Changing to another telco or mobile network operator for better services and more affordable plans is a moneysmart way to manage expenses. While only three major companies – Smart, Globe, and DITO – monopolize the services, good coverage is a huge factor before making the switch.
Plus, if you’re like most Filipinos, you want to keep your number the same. After all, your contacts know it already. Fortunately, switching phone providers isn’t that complicated, thanks to the Mobile Number Portability Act or R.A. 11202.
What is the Mobile Number Portability Act?
The Mobile Number Portability Act ensures consumers have more control over their mobile numbers. It was enacted last September 30, which means prepaid and postpaid subscribers can keep their existing phone numbers when switching from one network to another.
This law is a welcome development for everyone who wishes for a better choice, convenience, and savings in deciding which network best fits their needs. With this act in place, it will be more accessible than ever for consumers to change networks while keeping their connections and contacts.
What’s the difference between internal and external porting?
An internal porting means you are moving within your mother network. For example:
For existing Globe subscribers:
- Globe prepaid to Globe postpaid
- Globe postpaid to Globe prepaid
- Globe prepaid to TM
For existing Smart subscribers:
- Smart prepaid to Smart postpaid
- Smart postpaid to Smart prepaid
- Sun and TNT to Smart prepaid or postpaid
An external porting means you carry the number of your mother network to an outside network or vice versa. For instance:
- Globe prepaid to Smart prepaid and vice versa
- Globe postpaid to Smart postpaid and vice versa
- DITO to Globe and vice versa
- DITO to Smart and vice versa
Eligibility before switching to another network
While anyone has the right to change to another provider, make sure your account is eligible for porting.
- The mobile number is active.
- The mobile number doesn’t have pending or unpaid bills or charges.
- Your handset must be an open line.
- The mobile number is not part of any service bundle.
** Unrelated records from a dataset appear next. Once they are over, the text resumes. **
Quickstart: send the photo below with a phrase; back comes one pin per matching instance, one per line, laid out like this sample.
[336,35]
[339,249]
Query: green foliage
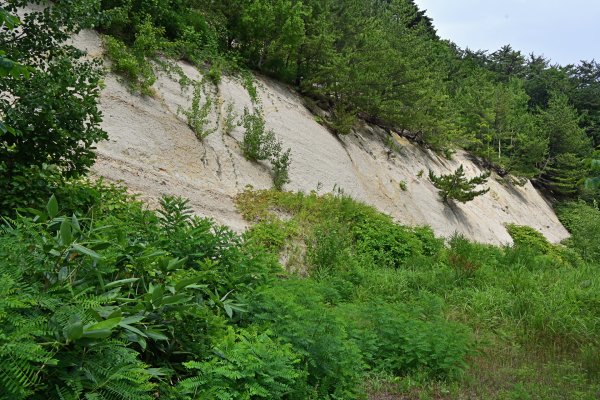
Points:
[260,144]
[294,311]
[197,115]
[229,121]
[47,132]
[136,70]
[582,222]
[246,365]
[396,341]
[281,163]
[457,187]
[528,237]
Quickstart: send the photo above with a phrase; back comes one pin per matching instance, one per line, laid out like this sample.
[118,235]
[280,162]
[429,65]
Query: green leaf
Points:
[74,330]
[97,334]
[107,324]
[120,283]
[176,299]
[66,235]
[84,250]
[186,282]
[132,329]
[52,207]
[155,335]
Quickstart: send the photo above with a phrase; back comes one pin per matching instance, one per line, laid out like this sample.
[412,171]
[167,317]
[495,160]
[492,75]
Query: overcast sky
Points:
[566,31]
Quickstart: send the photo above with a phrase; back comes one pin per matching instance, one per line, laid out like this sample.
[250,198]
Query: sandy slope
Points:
[152,150]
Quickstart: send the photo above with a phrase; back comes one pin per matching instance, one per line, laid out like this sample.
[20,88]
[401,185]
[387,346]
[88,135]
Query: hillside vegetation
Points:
[323,297]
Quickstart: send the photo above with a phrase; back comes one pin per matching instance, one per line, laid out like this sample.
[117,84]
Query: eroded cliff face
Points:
[154,152]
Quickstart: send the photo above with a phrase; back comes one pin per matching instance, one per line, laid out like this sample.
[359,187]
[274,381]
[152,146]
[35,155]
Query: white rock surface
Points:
[153,151]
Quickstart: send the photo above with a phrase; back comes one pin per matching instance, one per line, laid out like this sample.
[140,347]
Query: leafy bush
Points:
[197,115]
[246,365]
[47,132]
[398,342]
[260,144]
[582,221]
[295,311]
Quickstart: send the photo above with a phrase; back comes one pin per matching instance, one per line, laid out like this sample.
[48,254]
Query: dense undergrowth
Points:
[102,299]
[323,297]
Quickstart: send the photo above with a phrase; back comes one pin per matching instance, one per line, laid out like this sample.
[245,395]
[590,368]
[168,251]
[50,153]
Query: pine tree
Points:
[456,186]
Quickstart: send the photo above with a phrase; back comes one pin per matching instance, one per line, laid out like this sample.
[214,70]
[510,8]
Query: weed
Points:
[197,115]
[229,121]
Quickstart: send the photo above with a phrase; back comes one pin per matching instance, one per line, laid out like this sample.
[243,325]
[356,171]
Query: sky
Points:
[565,31]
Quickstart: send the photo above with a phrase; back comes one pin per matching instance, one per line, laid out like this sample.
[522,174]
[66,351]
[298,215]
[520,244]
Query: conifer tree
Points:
[456,186]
- The mobile number must not be a primary holder of multiple accounts.
- The mobile number doesn’t have a pending transfer of ownership request.
- The mobile number must not be activated for an MNP within the last 60 days.
- The mobile number is not involved in any fraudulent activity.
What do I need to prepare before switching to another network?
If you’re eligible, here’s what you need to prepare.
- Unique Subscriber Code (USC) from your current network provider.
- Active prepaid or postpaid number
- Two (2) valid government-issued ID
- Cash on hand
- If you are a postpaid plan subscriber, bring at least one copy of the latest billing statement.
- If you are a prepaid subscriber, bring proof of ownership of your current number.
How to switch from Globe to Smart and vice versa
Once you have prepared the requirements mentioned above, follow the steps:
- Visit your current telco provider and ask for a copy of the Unique Subscriber Code. This is valid for 15 days from the date of issue.
- The representative will ask for your active mobile number. Wait for a few minutes, and you will receive the USC via SMS.
- Go to the service center of your chosen network and tell the customer service representative that you want to port your number.
- If you are a postpaid subscriber, you will go through the standard postpaid application process. Otherwise, show proof of ownership of your active prepaid number.
- Wait for the SMS notification for a successful Mobile Number Portability.
Anything else you should know about Mobile Number Portability?
The common issues that postpaid subscribers experience are pending and unsettled bills in their current mobile numbers. This can delay the porting, which can take a few days until you settle them.
Additionally, if you’re a postpaid subscriber and you happen to request the USC in the middle of your billing cycle, this could cause an error in retrieving the code. The customer representative at the service center will suggest you try again once your billing cycle is refreshed.
The USC is valid for 15 days from the date it was issued. You can always request one if you fail to submit or port your mobile number within the allotted time.
For postpaid subscribers, you can retain your existing plan once you make the switch. For example, if you have a Globe 599 plan, you may also get that at Smart with the Signature Lite 599 plan.
The data package may not have the same features as your current plan. Better check and read the terms and conditions before signing the contract.
Before visiting the service center, it’s better to call your network operator hotline and ask if your mobile number is eligible.
Just in time for the SIM Registration Act
The SIM Registration Act is a new law in the Philippines requiring all mobile service providers to register their subscribers and update their records. This security measure will take effect on December 27.
It puts a responsibility on the subscriber to ensure that their information is updated correctly, including name, address, and contact information are required. It’s an important step towards maintaining proper oversight over mobile service and reducing fraud and criminal activities.
You must enroll your SIM cards within 180 days or six months from the effectivity date of the law. Otherwise, your mobile number will be deactivated until you register it.
From a personal finance standpoint, it’s especially opportune now when you’re ready to switch networks or upgrade your device. So, make sure you read up on the new law before making the switch to avoid any potential issues.